The frontend receives partial results and renders them immediately while requesting the next batch. From the user's perspective, results start appearing almost instantly, with more filling in as the scan continues.

The results

The combination of bucketed storage and variable-window scanning transformed our search performance:

• Average latency: From 30+ seconds (when queries completed at all) to ~400ms
• p99 latency: Under 1.4 seconds (previously queries would simply time out)
• Reliability: Zero timeout-related search failures, down from a regular occurrence

The two techniques complement each other well. Bucketing reduces the data read per row (column pruning), while variable-window scanning reduces the number of rows scanned (time-range pruning). Together, they attack both dimensions of the problem.

What we learned

Hash on what you filter on. Sentry's approach of hashing on keys works for their OLAP workload where they aggregate across many spans. Our exact-match workload benefits from hashing on values instead. The right bucketing strategy depends on your query pattern.

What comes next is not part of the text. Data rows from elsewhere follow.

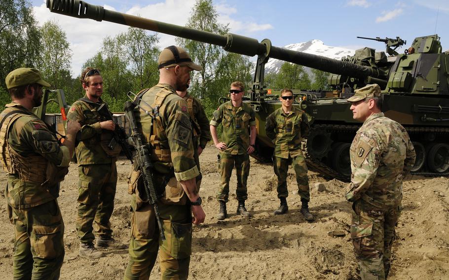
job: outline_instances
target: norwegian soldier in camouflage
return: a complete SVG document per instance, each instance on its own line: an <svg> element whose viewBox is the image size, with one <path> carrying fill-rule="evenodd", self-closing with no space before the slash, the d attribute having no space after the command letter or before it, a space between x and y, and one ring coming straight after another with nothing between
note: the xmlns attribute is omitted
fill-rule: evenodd
<svg viewBox="0 0 449 280"><path fill-rule="evenodd" d="M170 46L159 55L159 83L139 93L134 115L144 141L151 145L153 181L166 239L159 235L154 208L145 198L142 176L135 164L128 180L133 212L125 280L148 279L158 248L161 279L187 279L192 223L202 223L205 217L196 188L199 172L187 104L176 92L185 91L190 72L202 68L183 49Z"/></svg>
<svg viewBox="0 0 449 280"><path fill-rule="evenodd" d="M190 80L187 82L190 85ZM187 103L187 111L190 115L190 122L192 123L193 133L192 138L193 141L193 148L195 152L195 161L200 171L200 175L196 178L196 186L199 190L202 176L201 175L201 169L199 165L199 156L206 147L207 142L211 140L211 133L209 127L209 119L206 115L206 112L201 103L190 95L186 89L184 91L177 91L176 94Z"/></svg>
<svg viewBox="0 0 449 280"><path fill-rule="evenodd" d="M307 221L312 221L313 215L308 208L310 194L307 166L301 149L301 140L309 134L309 122L305 113L293 106L291 90L282 90L279 100L282 106L268 116L265 126L267 136L275 145L273 164L277 176L277 197L281 201L274 214L284 214L288 210L287 174L291 164L296 174L298 194L301 197L301 213Z"/></svg>
<svg viewBox="0 0 449 280"><path fill-rule="evenodd" d="M231 101L222 104L214 112L210 121L211 134L215 147L220 151L219 171L221 175L220 187L217 198L220 204L217 218L223 220L227 216L226 203L229 198L229 182L235 167L237 173L236 194L238 201L237 213L251 216L246 210L245 201L248 199L246 182L250 173L249 155L254 151L256 142L256 114L253 107L242 102L245 87L240 82L231 84ZM217 126L223 126L220 142L217 134ZM248 128L251 134L248 134Z"/></svg>
<svg viewBox="0 0 449 280"><path fill-rule="evenodd" d="M381 112L378 85L356 90L348 101L354 119L364 122L350 149L352 174L345 197L352 202L351 238L362 280L386 279L402 181L416 154L404 127Z"/></svg>
<svg viewBox="0 0 449 280"><path fill-rule="evenodd" d="M8 174L5 197L14 225L14 279L56 280L64 256L64 225L56 200L69 171L79 124L69 121L60 145L32 112L50 84L36 69L19 68L5 79L12 102L0 114L0 161Z"/></svg>
<svg viewBox="0 0 449 280"><path fill-rule="evenodd" d="M103 78L90 68L81 74L84 96L70 107L67 118L81 125L80 142L75 149L78 161L78 209L76 231L80 242L79 255L94 259L105 255L97 248L125 249L126 245L112 237L110 219L114 210L117 184L118 143L111 148L115 124L100 113L106 104L101 99ZM97 235L95 245L95 230Z"/></svg>

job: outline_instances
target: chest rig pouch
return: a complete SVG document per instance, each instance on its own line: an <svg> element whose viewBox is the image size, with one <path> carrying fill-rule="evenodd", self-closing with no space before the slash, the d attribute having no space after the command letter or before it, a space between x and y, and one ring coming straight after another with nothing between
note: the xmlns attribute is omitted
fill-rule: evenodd
<svg viewBox="0 0 449 280"><path fill-rule="evenodd" d="M91 119L92 117L94 117L98 122L107 120L113 121L111 118L106 117L105 114L100 112L102 110L109 110L106 103L103 103L98 108L94 108L91 106L89 101L86 100L86 99L82 98L78 100L84 102L90 110L90 111L83 112L85 118ZM115 124L115 125L117 125L117 124ZM96 137L86 139L83 142L86 146L90 148L98 145L99 142L102 148L109 157L116 157L118 156L121 151L121 146L114 138L113 132L106 129L102 129L101 134L97 135Z"/></svg>

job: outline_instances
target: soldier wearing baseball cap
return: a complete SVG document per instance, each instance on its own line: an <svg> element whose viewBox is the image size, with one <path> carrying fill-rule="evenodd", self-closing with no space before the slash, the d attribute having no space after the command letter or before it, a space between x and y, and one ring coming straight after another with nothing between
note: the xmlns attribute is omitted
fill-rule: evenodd
<svg viewBox="0 0 449 280"><path fill-rule="evenodd" d="M42 87L50 86L37 69L16 69L5 82L12 102L0 113L0 162L8 174L4 194L15 231L13 277L58 279L64 226L56 199L81 127L69 121L61 145L33 113L41 104Z"/></svg>
<svg viewBox="0 0 449 280"><path fill-rule="evenodd" d="M138 186L144 182L135 166L128 180L133 213L125 280L149 279L158 246L161 279L187 279L188 275L192 222L202 223L205 214L196 187L199 172L188 106L176 91L186 91L190 72L202 69L182 48L168 47L159 56L159 83L143 90L136 98L139 106L134 113L137 126L144 140L153 147L153 180L166 182L156 190L162 197L157 207L166 239L161 239L154 209Z"/></svg>

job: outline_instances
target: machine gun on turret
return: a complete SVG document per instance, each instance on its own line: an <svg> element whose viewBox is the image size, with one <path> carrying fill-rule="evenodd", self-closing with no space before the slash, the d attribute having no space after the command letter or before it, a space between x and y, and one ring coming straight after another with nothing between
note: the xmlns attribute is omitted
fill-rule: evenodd
<svg viewBox="0 0 449 280"><path fill-rule="evenodd" d="M383 42L387 44L387 48L385 51L390 55L398 55L399 54L398 53L398 52L396 51L396 49L398 48L398 47L407 43L407 41L403 40L399 37L396 37L396 39L387 38L386 37L385 37L385 39L381 39L380 37L376 37L375 38L369 38L368 37L359 37L357 36L357 38L359 38L360 39L366 39L367 40L374 40L374 41L378 41L379 42Z"/></svg>

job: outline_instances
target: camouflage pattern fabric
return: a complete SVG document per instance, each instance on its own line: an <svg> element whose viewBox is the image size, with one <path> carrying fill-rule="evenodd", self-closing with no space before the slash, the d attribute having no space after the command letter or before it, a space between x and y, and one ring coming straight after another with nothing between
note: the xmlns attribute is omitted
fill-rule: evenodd
<svg viewBox="0 0 449 280"><path fill-rule="evenodd" d="M7 104L6 107L0 114L0 119L3 119L1 116L13 110L32 114L16 103ZM22 156L38 159L35 161L36 164L38 162L38 166L28 167L35 172L38 172L39 167L45 168L47 162L61 167L69 166L70 162L68 149L59 145L56 136L34 114L23 114L10 126L7 142L9 147ZM31 160L24 161L33 164ZM42 185L45 180L45 171L40 171L41 181L24 180L17 173L9 175L5 197L10 206L14 208L29 208L54 200L59 196L59 184Z"/></svg>
<svg viewBox="0 0 449 280"><path fill-rule="evenodd" d="M383 113L366 119L350 154L352 174L345 197L354 203L351 235L361 276L385 279L400 212L402 181L416 154L404 127Z"/></svg>
<svg viewBox="0 0 449 280"><path fill-rule="evenodd" d="M159 239L153 207L136 194L132 195L131 207L129 261L124 279L149 279L156 262L158 246L160 247L161 279L187 279L192 242L189 205L158 204L165 241Z"/></svg>
<svg viewBox="0 0 449 280"><path fill-rule="evenodd" d="M84 97L87 99L87 95ZM96 110L103 103L101 98L98 103L90 102L88 105L84 101L78 100L72 104L67 113L68 119L81 124L81 141L75 149L78 165L111 163L116 160L115 157L108 156L99 144L102 137L112 138L110 131L102 129L100 126L99 122L107 120L106 119L99 120L89 107L90 106Z"/></svg>
<svg viewBox="0 0 449 280"><path fill-rule="evenodd" d="M223 126L223 141L226 148L223 152L230 155L247 154L250 145L248 128L256 125L256 113L253 107L242 103L240 107L234 107L229 101L220 105L214 112L210 124Z"/></svg>
<svg viewBox="0 0 449 280"><path fill-rule="evenodd" d="M308 135L310 127L307 115L293 107L288 114L279 108L266 118L266 136L274 144L274 155L282 158L302 156L301 140Z"/></svg>
<svg viewBox="0 0 449 280"><path fill-rule="evenodd" d="M109 220L117 185L115 163L80 165L78 174L78 237L82 243L91 242L94 230L98 236L108 239L112 234Z"/></svg>
<svg viewBox="0 0 449 280"><path fill-rule="evenodd" d="M274 174L277 176L277 198L287 197L289 192L287 188L287 174L289 165L295 170L296 174L296 181L298 185L298 194L301 197L301 201L310 201L310 193L309 190L309 180L307 176L307 165L305 160L301 152L294 158L285 159L274 156Z"/></svg>
<svg viewBox="0 0 449 280"><path fill-rule="evenodd" d="M246 182L250 173L250 157L248 153L243 155L230 155L221 152L219 159L218 169L220 173L220 186L217 193L217 200L227 202L229 198L229 182L235 167L237 173L237 200L245 201L248 199Z"/></svg>
<svg viewBox="0 0 449 280"><path fill-rule="evenodd" d="M211 136L211 131L209 129L209 119L207 118L204 108L197 99L191 96L188 93L184 96L183 99L186 102L188 99L191 99L191 112L189 111L189 114L200 132L199 140L199 145L205 146L212 138ZM190 111L190 108L188 106L188 103L187 103L187 106L188 110Z"/></svg>
<svg viewBox="0 0 449 280"><path fill-rule="evenodd" d="M8 209L14 224L14 279L56 280L64 257L64 225L56 200Z"/></svg>
<svg viewBox="0 0 449 280"><path fill-rule="evenodd" d="M194 158L192 129L186 101L166 84L158 84L150 89L142 96L142 100L140 105L149 111L152 111L149 105L162 100L158 105L159 116L152 129L150 116L142 109L135 112L139 128L147 141L157 145L158 152L169 152L162 156L153 151L153 181L156 183L163 182L173 169L178 180L197 177L199 173ZM152 207L141 200L138 187L133 188L136 192L131 197L133 213L129 261L124 279L148 279L156 261L158 246L160 247L161 278L187 279L191 251L192 217L189 205L166 204L161 199L158 201L166 239L163 242L159 239ZM186 199L180 201L188 200L185 194L184 197Z"/></svg>

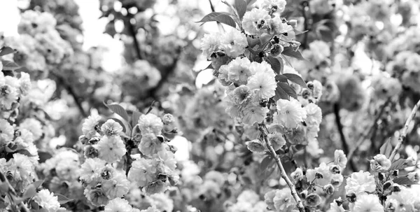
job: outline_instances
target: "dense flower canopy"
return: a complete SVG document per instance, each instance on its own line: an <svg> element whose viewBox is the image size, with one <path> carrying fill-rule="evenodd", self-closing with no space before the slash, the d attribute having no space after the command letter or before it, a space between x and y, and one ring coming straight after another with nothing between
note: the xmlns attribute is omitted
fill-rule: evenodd
<svg viewBox="0 0 420 212"><path fill-rule="evenodd" d="M418 1L94 1L0 27L0 211L420 211Z"/></svg>

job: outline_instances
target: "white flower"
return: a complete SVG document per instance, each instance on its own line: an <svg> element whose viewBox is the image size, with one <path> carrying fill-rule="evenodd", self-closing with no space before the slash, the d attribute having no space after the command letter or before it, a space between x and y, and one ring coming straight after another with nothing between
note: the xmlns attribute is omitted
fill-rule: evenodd
<svg viewBox="0 0 420 212"><path fill-rule="evenodd" d="M290 100L279 99L276 102L277 120L288 128L296 128L307 118L307 111L302 108L299 101L290 97Z"/></svg>
<svg viewBox="0 0 420 212"><path fill-rule="evenodd" d="M122 132L122 127L114 120L108 119L101 126L101 131L108 136L116 136Z"/></svg>
<svg viewBox="0 0 420 212"><path fill-rule="evenodd" d="M20 78L19 78L19 87L20 92L22 95L27 95L31 89L31 78L29 74L25 72L20 72Z"/></svg>
<svg viewBox="0 0 420 212"><path fill-rule="evenodd" d="M0 84L0 106L10 109L12 104L18 99L18 95L16 87L8 85L8 80L6 81L6 84Z"/></svg>
<svg viewBox="0 0 420 212"><path fill-rule="evenodd" d="M258 104L250 104L244 108L242 122L248 125L253 125L255 122L262 122L269 109L267 108L262 108Z"/></svg>
<svg viewBox="0 0 420 212"><path fill-rule="evenodd" d="M312 128L319 129L319 124L322 121L321 108L313 103L310 103L304 107L304 109L307 115L304 120L307 125L310 126Z"/></svg>
<svg viewBox="0 0 420 212"><path fill-rule="evenodd" d="M227 78L239 85L246 84L248 78L252 75L250 65L251 61L247 57L237 57L231 61L227 67Z"/></svg>
<svg viewBox="0 0 420 212"><path fill-rule="evenodd" d="M292 196L290 189L285 188L282 190L277 190L274 198L274 208L278 211L291 212L296 206L296 202Z"/></svg>
<svg viewBox="0 0 420 212"><path fill-rule="evenodd" d="M347 178L345 189L347 194L354 192L356 196L365 192L373 192L376 189L374 178L369 172L354 172Z"/></svg>
<svg viewBox="0 0 420 212"><path fill-rule="evenodd" d="M151 160L139 158L132 162L127 178L138 187L144 187L153 181L155 171Z"/></svg>
<svg viewBox="0 0 420 212"><path fill-rule="evenodd" d="M352 211L384 212L384 206L377 195L363 194L357 197Z"/></svg>
<svg viewBox="0 0 420 212"><path fill-rule="evenodd" d="M323 61L328 59L330 55L330 46L322 41L316 40L309 43L309 49L312 52L314 60L316 64L320 64Z"/></svg>
<svg viewBox="0 0 420 212"><path fill-rule="evenodd" d="M104 212L132 212L133 208L130 205L128 201L115 198L108 202L105 206Z"/></svg>
<svg viewBox="0 0 420 212"><path fill-rule="evenodd" d="M139 144L139 150L145 155L152 155L162 148L162 142L153 133L144 134Z"/></svg>
<svg viewBox="0 0 420 212"><path fill-rule="evenodd" d="M105 166L105 161L96 158L88 158L78 171L80 179L90 183L93 179L100 174L101 169Z"/></svg>
<svg viewBox="0 0 420 212"><path fill-rule="evenodd" d="M346 168L347 157L346 157L346 155L343 150L335 150L334 151L334 164L339 166L342 170Z"/></svg>
<svg viewBox="0 0 420 212"><path fill-rule="evenodd" d="M0 118L0 144L6 144L13 139L15 129L9 122Z"/></svg>
<svg viewBox="0 0 420 212"><path fill-rule="evenodd" d="M101 116L99 115L92 114L85 120L83 125L82 125L82 132L87 139L91 139L98 134L96 127L98 127L97 125L101 118Z"/></svg>
<svg viewBox="0 0 420 212"><path fill-rule="evenodd" d="M127 150L120 136L103 136L94 146L99 153L99 157L107 162L119 161Z"/></svg>
<svg viewBox="0 0 420 212"><path fill-rule="evenodd" d="M276 94L277 83L274 71L259 71L249 78L246 85L255 92L258 100L268 99Z"/></svg>
<svg viewBox="0 0 420 212"><path fill-rule="evenodd" d="M109 180L102 181L102 189L109 199L122 197L129 188L130 181L123 174L118 173Z"/></svg>
<svg viewBox="0 0 420 212"><path fill-rule="evenodd" d="M163 122L160 118L153 113L141 115L139 119L139 128L141 130L141 134L154 133L160 135L163 128Z"/></svg>
<svg viewBox="0 0 420 212"><path fill-rule="evenodd" d="M266 10L253 8L245 13L242 20L242 27L246 34L260 36L266 32L266 25L270 19L271 17Z"/></svg>
<svg viewBox="0 0 420 212"><path fill-rule="evenodd" d="M245 34L236 29L223 34L220 38L221 48L225 50L226 55L237 57L245 52L248 41Z"/></svg>
<svg viewBox="0 0 420 212"><path fill-rule="evenodd" d="M260 0L260 6L270 12L281 13L286 8L286 0Z"/></svg>
<svg viewBox="0 0 420 212"><path fill-rule="evenodd" d="M58 198L54 196L54 193L50 192L46 189L38 192L34 199L40 206L46 209L48 212L55 212L59 209Z"/></svg>
<svg viewBox="0 0 420 212"><path fill-rule="evenodd" d="M419 174L419 172L417 171L414 171L414 172L410 172L407 174L407 177L412 181L414 183L419 183L419 181L420 181L420 174Z"/></svg>
<svg viewBox="0 0 420 212"><path fill-rule="evenodd" d="M217 51L220 45L220 33L206 34L202 38L201 50L207 58L210 57L213 52Z"/></svg>

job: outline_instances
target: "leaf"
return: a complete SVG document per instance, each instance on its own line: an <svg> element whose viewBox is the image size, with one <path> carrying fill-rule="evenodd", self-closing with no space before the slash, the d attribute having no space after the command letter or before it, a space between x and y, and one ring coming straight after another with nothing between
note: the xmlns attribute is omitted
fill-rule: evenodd
<svg viewBox="0 0 420 212"><path fill-rule="evenodd" d="M400 185L417 185L417 183L410 181L407 177L402 176L393 180L394 183Z"/></svg>
<svg viewBox="0 0 420 212"><path fill-rule="evenodd" d="M39 163L43 163L46 160L52 157L52 155L47 152L39 151L38 155L39 156L39 160L38 160Z"/></svg>
<svg viewBox="0 0 420 212"><path fill-rule="evenodd" d="M400 170L410 167L412 166L407 163L405 159L400 158L391 164L391 167L389 169L388 169L388 171Z"/></svg>
<svg viewBox="0 0 420 212"><path fill-rule="evenodd" d="M278 83L277 87L279 86L280 86L288 96L293 97L295 99L298 99L298 94L296 94L296 92L288 83Z"/></svg>
<svg viewBox="0 0 420 212"><path fill-rule="evenodd" d="M239 19L241 20L245 12L246 12L246 2L244 0L234 0L234 8L238 12Z"/></svg>
<svg viewBox="0 0 420 212"><path fill-rule="evenodd" d="M277 74L276 75L275 79L277 82L282 82L287 83L287 78L284 76L283 74Z"/></svg>
<svg viewBox="0 0 420 212"><path fill-rule="evenodd" d="M15 53L16 51L8 46L4 46L0 49L0 56Z"/></svg>
<svg viewBox="0 0 420 212"><path fill-rule="evenodd" d="M302 56L302 53L299 50L294 50L293 48L288 46L284 48L284 50L281 52L282 55L289 56L291 57L296 58L300 60L307 60Z"/></svg>
<svg viewBox="0 0 420 212"><path fill-rule="evenodd" d="M73 199L69 199L62 195L55 194L55 195L57 196L58 202L59 202L59 204L65 204L69 202L73 201Z"/></svg>
<svg viewBox="0 0 420 212"><path fill-rule="evenodd" d="M273 97L273 99L274 99L274 101L276 101L280 99L289 100L290 99L289 95L279 85L280 83L281 83L281 82L277 83L277 87L276 87L276 94L274 95L274 97Z"/></svg>
<svg viewBox="0 0 420 212"><path fill-rule="evenodd" d="M265 170L266 170L272 161L273 158L270 155L267 155L267 157L264 157L264 159L262 159L262 160L261 161L261 164L260 164L260 171L264 171Z"/></svg>
<svg viewBox="0 0 420 212"><path fill-rule="evenodd" d="M272 66L272 69L274 71L274 72L277 74L281 72L283 69L282 63L279 61L279 59L274 57L272 56L267 57L267 59L268 60L268 63Z"/></svg>
<svg viewBox="0 0 420 212"><path fill-rule="evenodd" d="M29 153L29 151L22 149L22 150L18 150L15 152L16 153L20 153L22 155L24 155L28 157L35 157L36 155L34 155L32 154L31 154L31 153Z"/></svg>
<svg viewBox="0 0 420 212"><path fill-rule="evenodd" d="M391 139L388 139L388 141L385 142L381 148L379 148L379 153L384 155L386 157L389 157L391 155L391 153L392 152L392 144L391 144Z"/></svg>
<svg viewBox="0 0 420 212"><path fill-rule="evenodd" d="M305 30L305 31L302 31L298 30L296 29L293 29L293 31L295 31L295 36L300 35L300 34L302 34L307 33L308 31L308 30Z"/></svg>
<svg viewBox="0 0 420 212"><path fill-rule="evenodd" d="M133 114L132 115L132 126L134 128L134 126L136 126L136 125L137 125L137 122L139 122L139 119L140 118L140 116L141 115L141 113L139 112L139 111L133 111Z"/></svg>
<svg viewBox="0 0 420 212"><path fill-rule="evenodd" d="M205 23L212 21L219 22L233 28L236 28L236 23L234 22L234 20L233 20L233 18L230 17L230 15L218 12L213 12L207 14L201 20L197 21L197 22Z"/></svg>
<svg viewBox="0 0 420 212"><path fill-rule="evenodd" d="M122 118L128 122L128 114L127 113L127 111L125 111L125 109L124 109L124 108L122 108L122 106L121 106L119 104L106 104L106 103L104 102L104 104L105 104L105 106L108 108L111 111L118 114L118 115L121 116L121 118Z"/></svg>
<svg viewBox="0 0 420 212"><path fill-rule="evenodd" d="M6 182L0 182L0 194L6 193L8 192L8 184Z"/></svg>
<svg viewBox="0 0 420 212"><path fill-rule="evenodd" d="M299 75L294 73L284 73L283 75L286 76L288 80L302 86L302 87L309 89L306 83Z"/></svg>
<svg viewBox="0 0 420 212"><path fill-rule="evenodd" d="M1 64L3 64L3 70L5 71L13 71L20 68L16 63L9 60L2 60Z"/></svg>

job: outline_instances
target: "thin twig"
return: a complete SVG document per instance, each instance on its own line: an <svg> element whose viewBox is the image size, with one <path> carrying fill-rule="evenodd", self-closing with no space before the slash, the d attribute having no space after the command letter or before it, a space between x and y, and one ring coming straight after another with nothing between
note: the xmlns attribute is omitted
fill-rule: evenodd
<svg viewBox="0 0 420 212"><path fill-rule="evenodd" d="M57 78L57 79L58 80L58 83L59 83L58 84L62 85L62 86L64 86L64 87L66 89L66 90L71 95L71 97L73 97L73 99L74 99L74 103L77 106L77 107L79 109L82 115L83 115L83 117L85 117L85 118L88 117L88 113L85 111L85 109L82 106L82 102L80 101L80 99L78 97L78 95L76 93L74 90L73 89L73 87L71 87L71 85L69 83L67 83L66 79L64 79L64 78L62 76L61 76L59 74L57 74L54 72L50 72L50 73L53 76L55 76L55 77Z"/></svg>
<svg viewBox="0 0 420 212"><path fill-rule="evenodd" d="M374 129L377 128L378 127L378 121L379 120L379 118L381 118L381 116L382 115L382 113L384 113L384 111L385 111L385 108L386 107L386 106L388 105L388 104L389 104L391 102L391 98L388 99L386 100L386 101L385 101L385 103L382 105L382 106L381 107L381 109L379 111L379 113L378 113L378 115L377 115L376 118L374 119L374 121L373 122L373 125L372 125L372 127L369 128L369 130L365 133L364 134L363 134L360 138L357 141L357 142L356 143L356 146L351 149L350 150L350 152L349 153L349 154L347 155L347 158L349 159L347 160L347 162L349 162L349 161L351 160L352 160L352 157L353 155L354 154L354 153L356 152L356 150L357 150L357 149L359 148L359 146L360 146L362 145L362 143L363 143L363 142L365 141L366 141L366 137L372 132L374 132ZM372 141L372 142L373 142L373 141Z"/></svg>
<svg viewBox="0 0 420 212"><path fill-rule="evenodd" d="M341 117L340 116L340 104L335 103L334 104L334 114L335 115L335 124L337 125L337 128L338 129L338 132L340 134L340 137L342 141L343 151L344 152L344 154L347 155L347 154L349 154L350 150L349 148L349 145L347 144L347 141L346 140L346 136L344 135L344 133L343 132L343 125L341 122ZM353 162L353 160L350 160L350 167L351 168L351 170L353 170L354 171L356 171L356 165Z"/></svg>
<svg viewBox="0 0 420 212"><path fill-rule="evenodd" d="M419 110L419 106L420 106L420 100L419 100L419 101L417 101L417 104L416 104L416 105L414 105L413 110L412 111L411 113L410 114L410 116L408 117L408 118L407 119L407 121L405 122L405 125L404 125L404 128L402 128L402 131L401 132L401 134L400 134L400 137L398 137L398 143L397 143L397 146L396 146L393 150L392 150L392 153L391 154L391 156L389 156L389 160L391 160L391 162L394 159L394 157L396 157L396 155L397 154L397 152L401 147L401 145L402 145L402 142L404 142L404 139L405 139L405 136L407 135L407 131L408 130L408 126L410 125L410 123L413 120L414 116L416 116L416 112L417 111L417 110Z"/></svg>
<svg viewBox="0 0 420 212"><path fill-rule="evenodd" d="M280 169L280 175L281 176L281 178L283 179L284 179L284 181L286 181L286 183L287 183L287 185L290 188L290 192L292 193L292 196L295 199L295 201L296 201L296 206L298 206L298 209L299 209L299 211L304 212L304 207L303 206L303 203L302 202L300 197L298 195L298 192L296 192L296 188L295 188L295 184L293 184L293 183L292 183L290 179L289 179L289 178L288 177L287 174L286 173L286 170L284 170L284 167L283 167L283 164L281 164L281 161L280 160L280 157L276 153L276 151L274 150L274 148L272 146L271 143L268 141L267 132L264 129L264 126L265 126L264 124L262 124L262 126L260 125L259 128L260 128L260 131L261 132L261 133L262 134L262 137L264 138L265 144L267 145L267 148L268 148L272 156L276 160L277 167L279 167L279 169Z"/></svg>

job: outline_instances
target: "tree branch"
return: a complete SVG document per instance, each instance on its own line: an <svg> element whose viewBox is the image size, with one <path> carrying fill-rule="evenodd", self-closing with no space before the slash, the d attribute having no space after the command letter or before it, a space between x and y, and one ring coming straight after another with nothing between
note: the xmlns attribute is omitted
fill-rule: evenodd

Start small, expand. The iterative scanning approach is a bet that most queries find results in recent data. For our workload, that bet pays off overwhelmingly. But it's the adaptive granularity — the hysteresis — that makes it robust. Without it, edge cases (high-volume teams, rare search terms) would still degrade.

Probe before you scan. The lightweight probe queries add a round-trip but save potentially dozens of wasted iterations. For searches where the matching data is sparse or clustered in a specific time period, probes are the difference between milliseconds and seconds.

Progressive loading changes the UX contract. When you can show some results in 200ms instead of all results in 30 seconds, the perceived performance improvement is even larger than the raw numbers suggest. Users start their debugging workflow immediately instead of waiting.